On 17.08.2020 13:44, Ingo Franzki wrote:
> Hi,
>
> I just played a little bit with the LUKS2 online reencryption feature (using code from current master).
> Works great (as far as I can tell) for clear key (i.e. AES cipher), but it fails for the wrapped key cipher PAES.
>
> It fails because it always generates a new volume key by random, regardless which cipher is used.

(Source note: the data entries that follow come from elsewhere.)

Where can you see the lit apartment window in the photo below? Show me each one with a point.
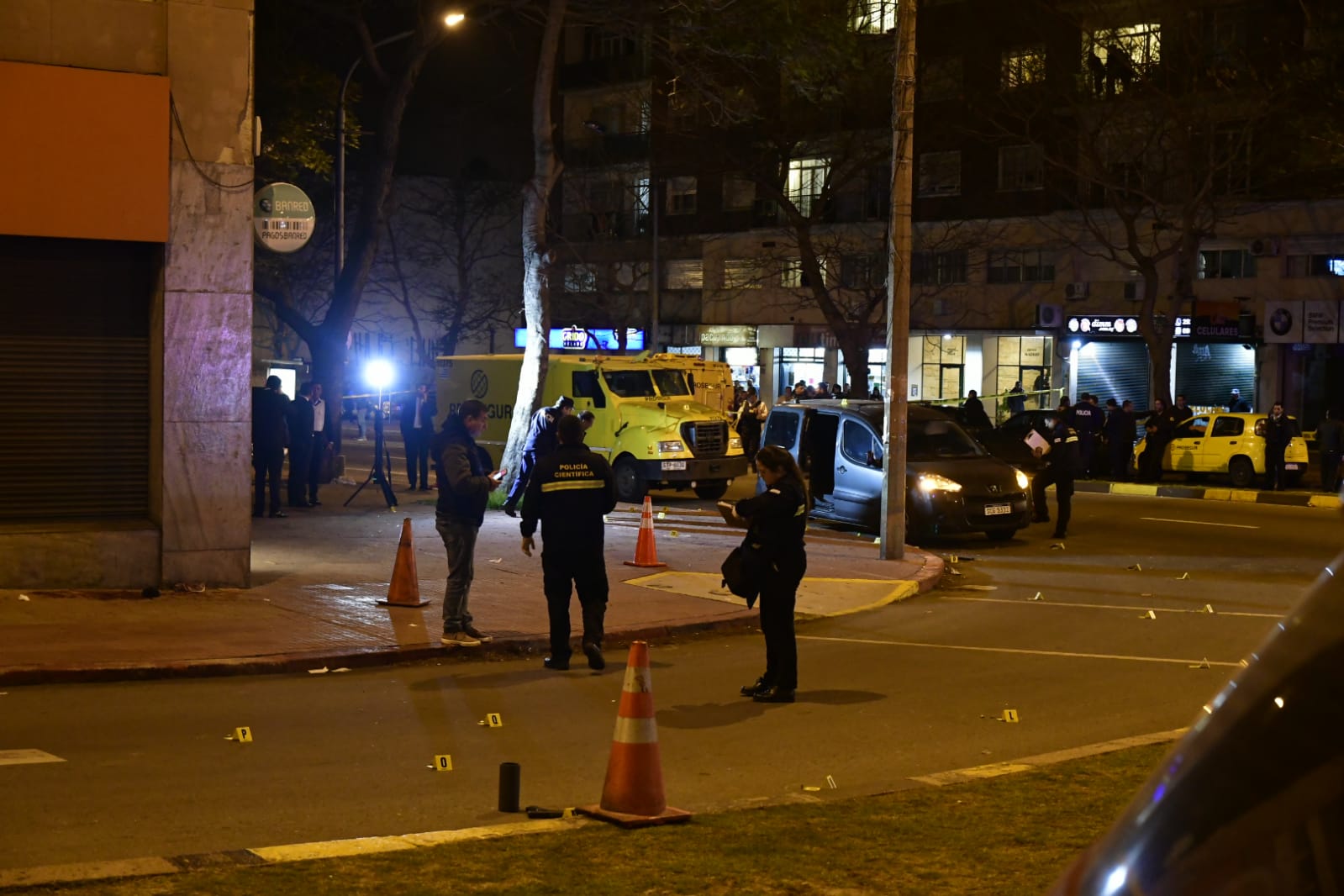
(1115, 56)
(940, 173)
(1315, 265)
(742, 273)
(680, 195)
(1020, 266)
(1226, 264)
(931, 269)
(1023, 66)
(1020, 166)
(792, 276)
(684, 273)
(579, 278)
(874, 16)
(807, 177)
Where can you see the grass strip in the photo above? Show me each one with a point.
(1002, 835)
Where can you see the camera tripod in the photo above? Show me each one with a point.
(381, 464)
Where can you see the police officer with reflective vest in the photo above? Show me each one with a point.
(1088, 422)
(1059, 472)
(540, 441)
(570, 492)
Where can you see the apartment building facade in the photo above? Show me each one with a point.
(1019, 271)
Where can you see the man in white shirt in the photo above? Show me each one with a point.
(319, 451)
(417, 422)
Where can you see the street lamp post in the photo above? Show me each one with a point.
(451, 20)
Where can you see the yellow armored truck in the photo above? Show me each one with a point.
(646, 421)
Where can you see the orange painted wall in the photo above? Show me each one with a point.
(83, 153)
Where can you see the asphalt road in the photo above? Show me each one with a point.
(910, 689)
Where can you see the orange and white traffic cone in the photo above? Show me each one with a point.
(646, 550)
(632, 795)
(403, 590)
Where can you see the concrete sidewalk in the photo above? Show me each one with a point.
(319, 574)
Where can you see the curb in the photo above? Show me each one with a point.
(1200, 493)
(926, 578)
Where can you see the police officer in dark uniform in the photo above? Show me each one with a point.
(1059, 472)
(540, 442)
(570, 492)
(1088, 424)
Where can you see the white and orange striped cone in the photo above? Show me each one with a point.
(646, 550)
(403, 590)
(632, 795)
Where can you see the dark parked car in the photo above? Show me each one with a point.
(951, 484)
(1250, 801)
(1005, 441)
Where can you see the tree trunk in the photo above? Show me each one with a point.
(536, 251)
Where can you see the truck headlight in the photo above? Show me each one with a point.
(935, 482)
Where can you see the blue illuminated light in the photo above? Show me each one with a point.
(598, 340)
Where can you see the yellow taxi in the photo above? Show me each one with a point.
(1231, 444)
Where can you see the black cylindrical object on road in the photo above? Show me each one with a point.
(511, 779)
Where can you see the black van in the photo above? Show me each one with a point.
(951, 484)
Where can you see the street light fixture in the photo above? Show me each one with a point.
(451, 20)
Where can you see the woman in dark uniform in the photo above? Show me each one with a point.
(777, 520)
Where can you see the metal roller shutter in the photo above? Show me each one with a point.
(1115, 370)
(74, 367)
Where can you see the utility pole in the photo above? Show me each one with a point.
(898, 287)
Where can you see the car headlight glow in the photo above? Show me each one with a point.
(935, 482)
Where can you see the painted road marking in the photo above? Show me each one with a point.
(994, 770)
(1043, 602)
(1226, 525)
(26, 756)
(1025, 651)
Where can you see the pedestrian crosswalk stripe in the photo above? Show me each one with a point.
(26, 756)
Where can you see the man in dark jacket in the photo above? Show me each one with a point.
(570, 492)
(540, 442)
(1120, 440)
(1330, 440)
(975, 408)
(466, 482)
(1088, 422)
(1278, 431)
(1059, 472)
(271, 435)
(417, 431)
(300, 421)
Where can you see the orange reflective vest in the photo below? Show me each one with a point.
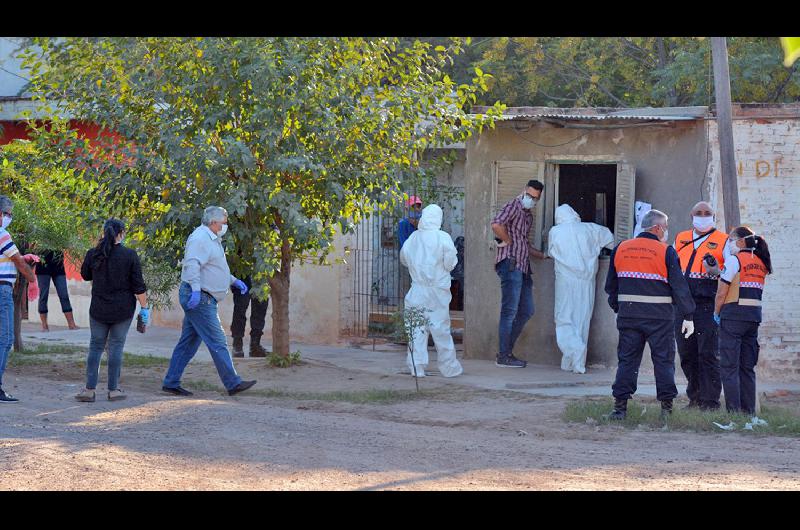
(701, 283)
(744, 295)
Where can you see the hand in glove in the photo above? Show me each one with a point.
(33, 291)
(239, 284)
(687, 329)
(194, 300)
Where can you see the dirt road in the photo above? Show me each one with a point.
(287, 439)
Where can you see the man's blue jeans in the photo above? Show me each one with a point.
(61, 288)
(516, 307)
(201, 324)
(115, 334)
(6, 325)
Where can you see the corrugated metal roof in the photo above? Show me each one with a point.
(599, 117)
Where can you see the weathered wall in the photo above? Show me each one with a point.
(768, 167)
(669, 162)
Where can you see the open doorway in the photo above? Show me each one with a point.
(590, 189)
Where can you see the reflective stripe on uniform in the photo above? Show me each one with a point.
(644, 299)
(750, 301)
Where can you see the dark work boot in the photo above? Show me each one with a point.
(255, 348)
(666, 409)
(620, 409)
(238, 347)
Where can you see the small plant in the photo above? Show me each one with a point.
(278, 361)
(414, 321)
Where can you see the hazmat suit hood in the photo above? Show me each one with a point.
(431, 218)
(565, 214)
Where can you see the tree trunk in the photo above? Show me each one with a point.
(279, 293)
(20, 292)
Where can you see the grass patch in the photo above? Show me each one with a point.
(781, 421)
(278, 361)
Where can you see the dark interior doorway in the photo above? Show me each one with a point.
(591, 190)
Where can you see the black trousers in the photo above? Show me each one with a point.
(700, 356)
(633, 333)
(258, 313)
(738, 349)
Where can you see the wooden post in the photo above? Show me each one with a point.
(722, 93)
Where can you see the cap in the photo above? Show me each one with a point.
(413, 200)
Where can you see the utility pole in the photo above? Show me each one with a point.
(722, 93)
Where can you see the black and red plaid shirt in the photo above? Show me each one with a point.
(517, 221)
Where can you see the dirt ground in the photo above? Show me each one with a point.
(279, 438)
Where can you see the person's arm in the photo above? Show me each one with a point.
(86, 268)
(611, 283)
(23, 267)
(681, 295)
(198, 252)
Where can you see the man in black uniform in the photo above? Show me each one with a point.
(644, 280)
(258, 313)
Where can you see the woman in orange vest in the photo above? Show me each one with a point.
(737, 310)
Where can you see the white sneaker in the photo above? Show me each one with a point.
(116, 395)
(86, 396)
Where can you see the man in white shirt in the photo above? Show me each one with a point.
(205, 280)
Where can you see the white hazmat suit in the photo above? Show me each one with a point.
(575, 247)
(430, 255)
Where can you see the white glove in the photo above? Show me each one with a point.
(687, 329)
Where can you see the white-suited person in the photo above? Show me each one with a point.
(430, 255)
(575, 247)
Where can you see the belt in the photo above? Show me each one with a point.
(750, 301)
(644, 299)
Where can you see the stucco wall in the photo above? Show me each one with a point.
(670, 164)
(768, 167)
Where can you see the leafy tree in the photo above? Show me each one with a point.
(631, 71)
(296, 137)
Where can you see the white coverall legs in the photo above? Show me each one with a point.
(437, 301)
(572, 320)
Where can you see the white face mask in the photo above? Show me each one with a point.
(702, 224)
(528, 202)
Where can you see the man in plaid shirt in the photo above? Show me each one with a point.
(512, 264)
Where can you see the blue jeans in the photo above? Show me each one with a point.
(201, 324)
(6, 326)
(61, 288)
(516, 307)
(115, 334)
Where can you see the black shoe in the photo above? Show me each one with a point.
(620, 410)
(238, 347)
(256, 350)
(510, 362)
(177, 391)
(7, 398)
(241, 387)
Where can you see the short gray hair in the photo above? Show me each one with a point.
(214, 213)
(653, 218)
(5, 204)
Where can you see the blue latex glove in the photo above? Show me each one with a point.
(239, 284)
(194, 300)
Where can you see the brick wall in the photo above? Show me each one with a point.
(768, 168)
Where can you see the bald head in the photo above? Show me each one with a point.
(702, 209)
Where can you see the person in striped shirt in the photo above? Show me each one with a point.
(11, 261)
(512, 264)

> For the PAES cipher, a key generated by random wont work, such a key must be generated by the HSM.
>
> For 'cryptsetup luksFormat' we use it with a key generated outside of cryptsetup, passing the key via --master-key-file (together with --key-size).
> To make 'cryptsetup reencrypt' work with PAES, we would also need to pass in the new key via --master-key-file (and --key-size).
> Unfortunately, the reencrypt action does not use the master key file option.
>
> Function action_reencrypt() calls crypt_keyslot_add_by_key() which then calls crypt_keyslot_add_by_key() but passes NULL as volume key.
> Thus a new randomly generated key is used. If the key specified with the master key file options would be passed here, it should work with the PAES cipher also.
>
> This would not only be beneficial for PAES, but also for clear key AES cipher, allowing to use a specified key as volume key (like with luksFormat).
>
> If I try to use 'cryptsetup reencrypt' with an existing LUKS2 volume encrypted with PAES it fails as follows:
>
> # cryptsetup reencrypt /dev/loop0 --debug
> ... snip debug messages ...
> Enter passphrase for key slot 0:
> ... snip debug messages ...
> # Checking if cipher paes-cbc-plain64 is usable.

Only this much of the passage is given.